Every day I drive on a road that was once a Native American path for journeys to the sea and that became, for some time at least, the longest highway in the world.  And, every day, I pass a particular house.  For years I would wonder whose it "is". Now I wonder whose it was, as it sits empty and crumbles into a beautiful decay.

This road is bullied, on both sides, by businesses, gas stations, billboards, cell phone towers, abandoned lots with grassy cracks, apartment complexes and diners.  But the house I see every day squats a few feet down off of the road, on a property of a few acres that muscles away the artificial ugliness around it like a crew-cut Samson grunting between crumbling pillars.  It's a small green house with a glass solarium on the front.  Behind it, there is a matching green barn with an old winch poised over the upper door for lifting the ghosts of hay bales.  It is surrounded by trees and clumps of high, brushy grass that stretch off into the distance as far as I have time to see in a leftward glance at sixty miles-per-hour.  There used to be two cars parked next to the door in the mornings; small ones; modest ones.  Most days I would wonder about those people in that eccentric house in that unlikely location.  Now I wonder where they have gone.  I wonder whose house it was.

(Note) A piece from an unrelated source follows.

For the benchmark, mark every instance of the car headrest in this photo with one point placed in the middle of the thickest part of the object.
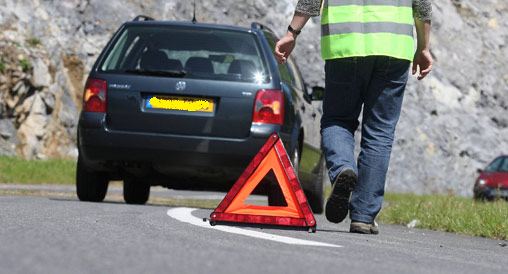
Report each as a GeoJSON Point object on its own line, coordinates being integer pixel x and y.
{"type": "Point", "coordinates": [199, 64]}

It's on an easy-to-forget curve in the road that stagecoaches once clopped around so much more slowly than we daily travelers do.  Sometimes, stepping out of my car, I question whether I've ever really seen the place at all.

Among the brush, streaked with brown rust stains, there stands a giant satellite dish, next to what's left of a brick stove.  The dish has to be ten feet across.  It looks desperate -- pleading for a signal from any source from anywhere. 

In the end, I do know whose house that is, on the long road, standing its ground among businesses, towers, lots and motels; dropping in and out of the minds of those who see it now and again; sitting in its own temporary oasis, quiet in a noisy world, full of forgotten history and facing its misty future.  In the end, I know exactly whose house that is.  It's mine.